If you wanted to imagine an idealist’s world where people of all nations come together to advance the sum of human knowledge and achievement; stop imagining and go visit. It exists, on an ‘international’ patch of land between the French Jura and the Swiss Alps.

But what’s also nice is not everyone is a particle physicist – most are engineers. I met a young Danish marine engineer in the control room who explained you have to be able to fix anything on a boat – which is the ideal training for looking after a particle accelerator!

So you don’t have to be Albert Einstein to have a thrilling career in physics. And here’s a nice story I read in the New Scientist on the flight home, from the physicist Leonard Susskind, on his tussle with his father over practicality versus physics:

I did not come from an academic background. My father was a smart man, but he had a 5th-grade education. He and all his friends were plumbers. They were all born around 1905, in great poverty in New York City, and had to go to work when they were 12 or 13 years old. But sitting around the kitchen in our house, they had all sorts of interesting conversations. There was a funny intellectuality to them.

I went to college because my father thought that I should learn engineering, because he wanted to go into the heating business with me. There I realised I wanted to be a physicist. I had to tell him, which was a somewhat traumatic experience.

For months I had been trying to figure out how to tell him. One day I drove over to his house. This is emblazoned in my memory: it was a terrible, terrible feeling.

He had a plumbing shop in the basement, and was there cutting pipe for the next day’s job. I went down and said, “I’m not going to be an engineer.” He got upset. Though he almost never used bad language, he said, “What the fuck are you going to be? A ballet dancer?”
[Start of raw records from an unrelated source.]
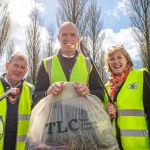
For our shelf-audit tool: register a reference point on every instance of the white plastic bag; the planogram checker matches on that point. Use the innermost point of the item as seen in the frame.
(70, 121)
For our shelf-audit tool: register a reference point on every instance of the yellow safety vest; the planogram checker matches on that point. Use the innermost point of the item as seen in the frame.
(24, 111)
(131, 116)
(79, 73)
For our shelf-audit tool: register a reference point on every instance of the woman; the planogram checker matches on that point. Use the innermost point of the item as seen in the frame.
(130, 91)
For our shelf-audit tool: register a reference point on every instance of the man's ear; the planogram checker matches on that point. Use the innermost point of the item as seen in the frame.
(58, 37)
(26, 69)
(7, 65)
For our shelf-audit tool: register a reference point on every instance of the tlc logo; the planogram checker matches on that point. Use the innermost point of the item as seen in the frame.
(73, 125)
(58, 125)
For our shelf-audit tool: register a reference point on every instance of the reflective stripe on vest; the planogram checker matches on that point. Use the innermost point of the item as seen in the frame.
(79, 73)
(24, 110)
(129, 112)
(131, 116)
(134, 133)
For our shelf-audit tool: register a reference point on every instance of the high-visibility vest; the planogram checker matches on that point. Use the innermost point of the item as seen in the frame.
(131, 116)
(24, 111)
(79, 73)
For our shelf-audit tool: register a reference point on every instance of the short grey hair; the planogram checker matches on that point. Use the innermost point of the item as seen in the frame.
(19, 55)
(67, 23)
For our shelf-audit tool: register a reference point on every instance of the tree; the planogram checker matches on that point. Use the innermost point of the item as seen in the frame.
(86, 15)
(33, 42)
(95, 38)
(5, 25)
(74, 11)
(139, 14)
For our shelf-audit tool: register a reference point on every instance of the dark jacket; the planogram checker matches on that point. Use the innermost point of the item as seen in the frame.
(42, 80)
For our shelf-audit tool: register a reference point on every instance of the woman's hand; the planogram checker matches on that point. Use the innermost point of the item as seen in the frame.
(56, 88)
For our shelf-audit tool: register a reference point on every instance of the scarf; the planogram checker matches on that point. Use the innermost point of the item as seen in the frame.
(115, 81)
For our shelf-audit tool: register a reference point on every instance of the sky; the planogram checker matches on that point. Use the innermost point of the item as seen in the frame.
(116, 24)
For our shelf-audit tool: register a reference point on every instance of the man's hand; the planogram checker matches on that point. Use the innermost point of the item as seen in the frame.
(81, 88)
(56, 88)
(111, 110)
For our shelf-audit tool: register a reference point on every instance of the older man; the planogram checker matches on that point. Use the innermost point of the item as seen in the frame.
(67, 66)
(16, 107)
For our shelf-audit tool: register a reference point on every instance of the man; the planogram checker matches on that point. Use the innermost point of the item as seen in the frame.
(68, 65)
(15, 108)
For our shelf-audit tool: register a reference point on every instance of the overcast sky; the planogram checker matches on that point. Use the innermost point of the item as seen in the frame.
(116, 24)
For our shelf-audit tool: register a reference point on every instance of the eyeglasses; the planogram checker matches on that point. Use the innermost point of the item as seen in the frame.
(116, 47)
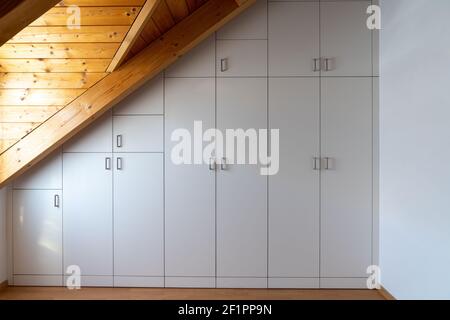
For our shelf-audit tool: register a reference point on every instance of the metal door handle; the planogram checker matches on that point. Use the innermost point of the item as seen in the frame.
(224, 65)
(316, 163)
(119, 163)
(317, 65)
(56, 202)
(327, 163)
(107, 163)
(212, 164)
(119, 141)
(224, 165)
(327, 64)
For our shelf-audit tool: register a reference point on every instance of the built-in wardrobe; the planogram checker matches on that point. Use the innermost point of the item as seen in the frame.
(114, 203)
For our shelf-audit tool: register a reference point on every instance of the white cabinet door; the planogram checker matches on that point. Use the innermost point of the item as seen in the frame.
(190, 189)
(346, 217)
(138, 134)
(345, 39)
(138, 215)
(88, 218)
(146, 100)
(251, 24)
(294, 191)
(37, 232)
(241, 189)
(95, 138)
(242, 58)
(294, 39)
(45, 175)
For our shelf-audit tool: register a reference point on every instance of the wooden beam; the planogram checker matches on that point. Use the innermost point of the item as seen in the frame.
(133, 34)
(116, 86)
(21, 15)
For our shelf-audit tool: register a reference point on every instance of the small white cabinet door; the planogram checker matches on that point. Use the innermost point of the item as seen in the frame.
(294, 39)
(345, 39)
(346, 217)
(242, 58)
(95, 138)
(88, 217)
(37, 232)
(138, 215)
(138, 134)
(241, 189)
(294, 191)
(190, 189)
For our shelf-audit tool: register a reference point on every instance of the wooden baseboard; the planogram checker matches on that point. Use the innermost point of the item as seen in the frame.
(386, 294)
(3, 285)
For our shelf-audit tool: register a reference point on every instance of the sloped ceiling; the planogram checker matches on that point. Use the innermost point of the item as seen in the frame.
(48, 65)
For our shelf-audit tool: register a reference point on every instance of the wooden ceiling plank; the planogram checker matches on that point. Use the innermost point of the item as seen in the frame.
(38, 97)
(116, 86)
(21, 114)
(54, 65)
(49, 80)
(178, 8)
(21, 15)
(62, 34)
(133, 34)
(101, 3)
(58, 50)
(90, 16)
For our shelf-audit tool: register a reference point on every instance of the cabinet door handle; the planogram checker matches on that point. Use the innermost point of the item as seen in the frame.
(327, 64)
(119, 141)
(317, 66)
(212, 164)
(316, 163)
(119, 163)
(224, 65)
(224, 165)
(107, 163)
(327, 163)
(56, 202)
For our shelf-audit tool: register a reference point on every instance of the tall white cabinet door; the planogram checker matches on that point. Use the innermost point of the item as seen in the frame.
(138, 215)
(190, 189)
(138, 133)
(88, 218)
(294, 39)
(37, 232)
(346, 217)
(241, 189)
(294, 191)
(345, 39)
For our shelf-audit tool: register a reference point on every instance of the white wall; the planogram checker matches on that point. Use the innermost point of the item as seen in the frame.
(3, 255)
(415, 148)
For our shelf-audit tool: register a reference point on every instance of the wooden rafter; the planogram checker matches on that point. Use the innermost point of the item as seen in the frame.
(16, 15)
(144, 15)
(117, 85)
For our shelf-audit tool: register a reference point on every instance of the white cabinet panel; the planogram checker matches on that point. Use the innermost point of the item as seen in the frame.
(146, 100)
(95, 138)
(241, 189)
(251, 24)
(190, 189)
(37, 232)
(138, 215)
(242, 58)
(345, 38)
(346, 217)
(293, 39)
(138, 134)
(294, 191)
(200, 62)
(45, 175)
(88, 218)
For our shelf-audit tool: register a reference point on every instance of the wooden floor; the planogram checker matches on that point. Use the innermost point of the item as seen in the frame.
(35, 293)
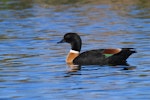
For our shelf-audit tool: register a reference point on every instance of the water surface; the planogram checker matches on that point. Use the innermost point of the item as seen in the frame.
(32, 64)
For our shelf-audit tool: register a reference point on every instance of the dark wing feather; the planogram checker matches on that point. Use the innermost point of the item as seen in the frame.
(92, 57)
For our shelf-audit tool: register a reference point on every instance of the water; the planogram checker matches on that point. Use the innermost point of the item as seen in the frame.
(32, 65)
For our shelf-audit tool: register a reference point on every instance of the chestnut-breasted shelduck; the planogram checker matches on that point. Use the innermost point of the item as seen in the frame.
(94, 57)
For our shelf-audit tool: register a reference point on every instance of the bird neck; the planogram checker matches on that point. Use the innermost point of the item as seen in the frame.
(76, 45)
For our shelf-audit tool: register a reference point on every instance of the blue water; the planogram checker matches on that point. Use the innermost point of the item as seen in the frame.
(32, 64)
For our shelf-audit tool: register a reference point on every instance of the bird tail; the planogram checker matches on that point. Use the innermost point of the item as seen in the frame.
(121, 57)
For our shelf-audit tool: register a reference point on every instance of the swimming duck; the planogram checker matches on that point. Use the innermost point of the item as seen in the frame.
(116, 56)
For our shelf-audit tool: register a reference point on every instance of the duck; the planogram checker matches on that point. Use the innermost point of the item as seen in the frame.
(110, 56)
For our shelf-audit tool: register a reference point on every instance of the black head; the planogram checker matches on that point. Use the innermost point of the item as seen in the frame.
(74, 39)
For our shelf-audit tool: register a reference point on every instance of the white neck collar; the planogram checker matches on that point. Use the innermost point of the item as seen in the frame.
(73, 51)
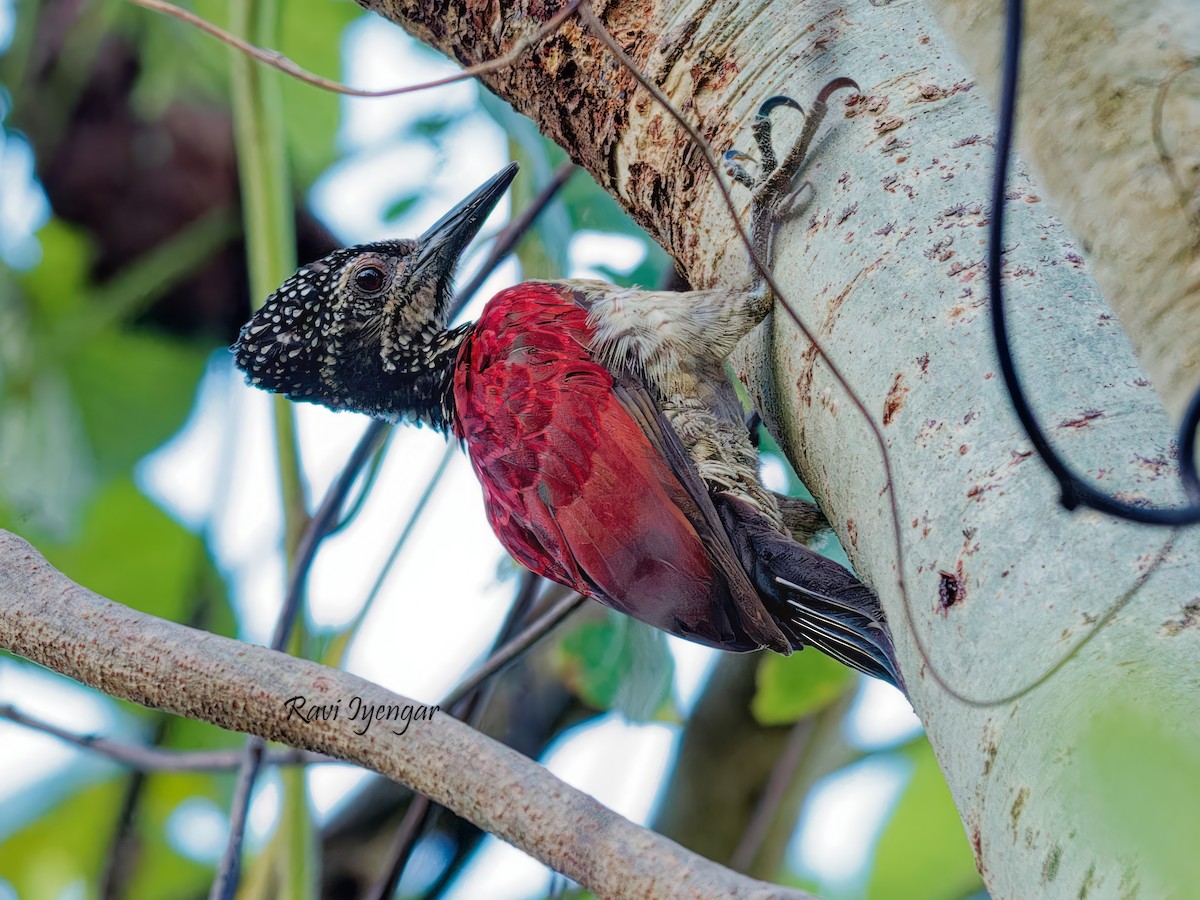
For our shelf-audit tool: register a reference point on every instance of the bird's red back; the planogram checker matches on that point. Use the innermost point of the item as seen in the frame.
(573, 486)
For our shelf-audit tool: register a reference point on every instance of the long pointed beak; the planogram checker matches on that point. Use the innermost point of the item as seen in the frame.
(439, 247)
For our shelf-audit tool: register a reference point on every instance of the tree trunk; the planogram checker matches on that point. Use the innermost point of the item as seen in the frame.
(1132, 198)
(886, 265)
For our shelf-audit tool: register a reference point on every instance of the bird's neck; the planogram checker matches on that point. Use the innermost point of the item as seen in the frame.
(423, 390)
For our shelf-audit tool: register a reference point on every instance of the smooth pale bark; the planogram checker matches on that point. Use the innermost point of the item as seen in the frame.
(1091, 73)
(886, 264)
(47, 618)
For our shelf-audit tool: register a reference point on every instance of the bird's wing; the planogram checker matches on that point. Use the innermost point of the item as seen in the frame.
(579, 491)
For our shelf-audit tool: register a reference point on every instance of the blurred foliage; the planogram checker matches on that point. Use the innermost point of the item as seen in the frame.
(923, 850)
(1141, 750)
(619, 664)
(791, 688)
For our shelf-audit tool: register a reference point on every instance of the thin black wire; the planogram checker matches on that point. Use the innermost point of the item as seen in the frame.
(1075, 491)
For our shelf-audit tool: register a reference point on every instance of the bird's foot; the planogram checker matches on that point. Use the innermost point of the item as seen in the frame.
(773, 196)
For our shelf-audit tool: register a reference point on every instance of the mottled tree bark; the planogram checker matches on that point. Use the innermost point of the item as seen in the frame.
(1132, 197)
(886, 265)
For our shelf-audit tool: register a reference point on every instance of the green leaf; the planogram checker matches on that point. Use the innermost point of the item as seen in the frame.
(133, 391)
(57, 286)
(399, 208)
(1138, 790)
(311, 117)
(619, 664)
(135, 553)
(923, 850)
(66, 845)
(790, 688)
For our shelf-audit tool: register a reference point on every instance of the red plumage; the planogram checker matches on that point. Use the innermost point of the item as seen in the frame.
(573, 486)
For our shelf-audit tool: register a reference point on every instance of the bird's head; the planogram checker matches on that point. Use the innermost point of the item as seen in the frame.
(360, 328)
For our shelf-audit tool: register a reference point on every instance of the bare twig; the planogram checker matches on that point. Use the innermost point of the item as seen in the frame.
(153, 759)
(277, 60)
(45, 617)
(503, 657)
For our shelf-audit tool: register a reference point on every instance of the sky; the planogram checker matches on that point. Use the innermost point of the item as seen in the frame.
(420, 639)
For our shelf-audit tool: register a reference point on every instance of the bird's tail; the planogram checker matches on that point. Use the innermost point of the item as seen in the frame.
(815, 601)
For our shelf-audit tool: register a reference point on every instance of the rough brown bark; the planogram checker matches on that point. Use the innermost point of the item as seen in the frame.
(887, 267)
(47, 618)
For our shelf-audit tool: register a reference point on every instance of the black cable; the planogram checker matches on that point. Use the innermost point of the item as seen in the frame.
(1075, 492)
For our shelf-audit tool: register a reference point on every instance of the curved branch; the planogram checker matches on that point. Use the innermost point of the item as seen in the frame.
(54, 622)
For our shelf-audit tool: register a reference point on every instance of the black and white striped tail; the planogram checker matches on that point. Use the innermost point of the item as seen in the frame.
(815, 601)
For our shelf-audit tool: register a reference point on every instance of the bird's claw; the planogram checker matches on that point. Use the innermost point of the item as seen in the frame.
(779, 100)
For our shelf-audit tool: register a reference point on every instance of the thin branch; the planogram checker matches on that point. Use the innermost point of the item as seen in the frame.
(507, 654)
(48, 619)
(510, 235)
(277, 60)
(153, 759)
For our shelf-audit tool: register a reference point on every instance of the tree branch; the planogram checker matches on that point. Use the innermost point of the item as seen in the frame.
(54, 622)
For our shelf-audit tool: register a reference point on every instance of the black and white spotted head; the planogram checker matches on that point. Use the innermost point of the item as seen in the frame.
(360, 328)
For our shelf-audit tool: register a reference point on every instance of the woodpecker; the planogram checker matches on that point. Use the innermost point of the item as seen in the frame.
(610, 444)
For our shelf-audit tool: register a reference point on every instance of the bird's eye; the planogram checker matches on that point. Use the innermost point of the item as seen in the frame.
(369, 279)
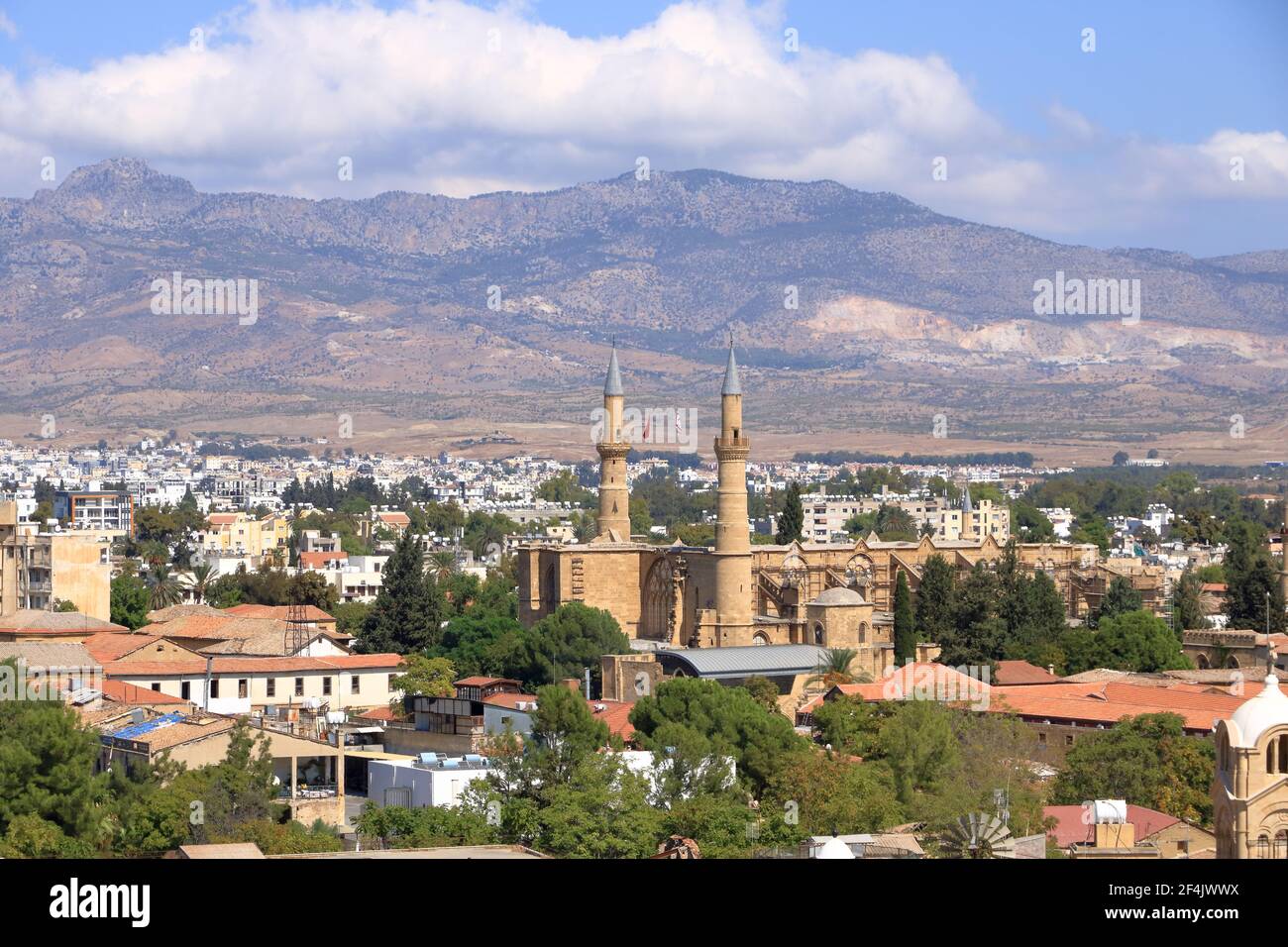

I said, “No, I want to be a physicist.” He said, “No, you ain’t gonna work in no drugstore.” I said, “No, no, a physicist, not a pharmacist.” And then I can’t remember the exact conversation, but I do remember the magic word was “Einstein”. I said I wanted to do what Einstein did. That just shocked him.

Something snapped, and he decided right then and there that that is what I had to do. That was the end of it. From then on, my father tried very hard to learn a little about physics.

Dads and their lads eh. But what a great story of a father’s love for his son conquering all. Physics, it’s a beautiful thing.